En el principio creó Dios los cielos y la tierra. Y dijo Dios: “sepárense las aguas de la tierra”; y así fue. Entonces el creador ordenó: hágase el chivo cojú, el cambrón y el orégano; que surja del mar y la tierra la sal cargada de yodo y el ají montesino; el ajo y el tomate. Y los dejó Dios como señal divina de la necesidad de negociar entre comunidades. Y de esas permutaciones salió el mejor chivo picante del mundo.

Así anduvo Dios por la tierra creando cuanto se le ocurrió. Su activismo ilimitado y la emoción de saberse el génesis de la existencia no le dejaba espacio para una tregua. Y se quedó Dios extasiado por el reflejo de la luz solar que jugueteaba y se expandía por las paredes de un monte imponente y de una belleza sin igual.

El éxtasis prolongado se sumó al cansancio de seis días de intenso trabajo y se agotó. Y dijo Dios: superar tal agotamiento requiere un descanso profundo, sin interrupciones. Fue entonces que decidió subir al monte, seguro de que hasta allí no llegaría el ruido de los “colmadones” y la “cháchara” electorera de los políticos y el gobierno.

Embriagado por el resplandor de la luna sobre el monte, durmió toda la noche. E incluso se quedó  adormecido hasta después del meridiano del séptimo día. La confluencia del sol con el agua y la sal, le invitaban a levantarse, animado por los efluvios de una fuerza, que no era más que la suya propia. Y por lo tanto irresistible. Entonces se levantó.

Desde lo alto del monte contempló las profundidades de la tierra y la inmensidad del firmamento.
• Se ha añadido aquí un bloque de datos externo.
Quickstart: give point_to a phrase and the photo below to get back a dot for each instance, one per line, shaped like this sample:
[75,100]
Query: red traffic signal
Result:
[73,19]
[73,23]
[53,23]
Fue una sola mirada como la de un toro enmascarado en la calva montañosa.

Ensimismado con cada detalle de su obra creadora, observaba el trajinar de los pescadores en Manzanillo saliendo del puerto de calado profundo. Miraba los guineos de Palo Verde y la hermosura de Cayo Arena; veía la primera edificación prefabricada en la isla, traída desde Francia y, más allá del espeso mar, vio a Cabo Haitiano y se sorprendió al caer en la cuenta de que había hecho dos ciudades casi iguales.

El Señor regresó sus ojos al entorno del monte. Como si buscara algo significativo, fuera de lo común. Avizoró las playas hermosas y las salinas, los obreros trabajando sin descanso para extraer la sal y, en una vuelta brusca de la mirada, sus ojos grandes y expresivos  se encontraron con el reloj instalado en el centro del parque, frente al templo de San Fernando, anunciándole lo avanzado de la hora.

El hambre le aguijoneó el estómago como si Satanás estuviera tentando la voluntad celestial. Y Jehová entonces, provocando el maligno, llamó con su voz de trueno a Caín, quien apareció al instante. Y el creador le dijo: vete de un brinco a Constanza y trae ajo, recaíto verde y salsa de tomate; llévate esa quijá de burro para que de regreso mates un chivo y lo traes aquí.  Tu hermano Abel traerá los guineos y se encargará del resto.

El “reperpero” causado por las protestas de Caín ante los privilegios de Abel y el posterior “run run” de los preparativos del majar, atrajo al lugar a Alejandro Dumas, quien creía estar ahí solo con la compañía de un monje, y cuyo lugar estos llamaban “El Monte de Cristo”.

Horas después todos degustaron el suculento guiso picante.

Las historias, cuentos y leyendas se fijan y se expanden al paso del tiempo. En la construcción del mito se produce la unión de los vocablos Monte y Cristo, generando el de Montecristi. Dumas le escribió su célebre obra “El Conde de Monte Cristo”.

Las versiones de los lugareños no siempre coinciden con los grandes relatos universales, pero los montecristeños son dueños de sus realidades y sus sueños.

Ésta es la génesis de San Fernando de Montecristi, único destino universal donde se degusta el mejor chivo picante, el cual se sazona en vida porque respira salitre, bebe agua salobre y se alimenta de orégano silvestre y otras especias.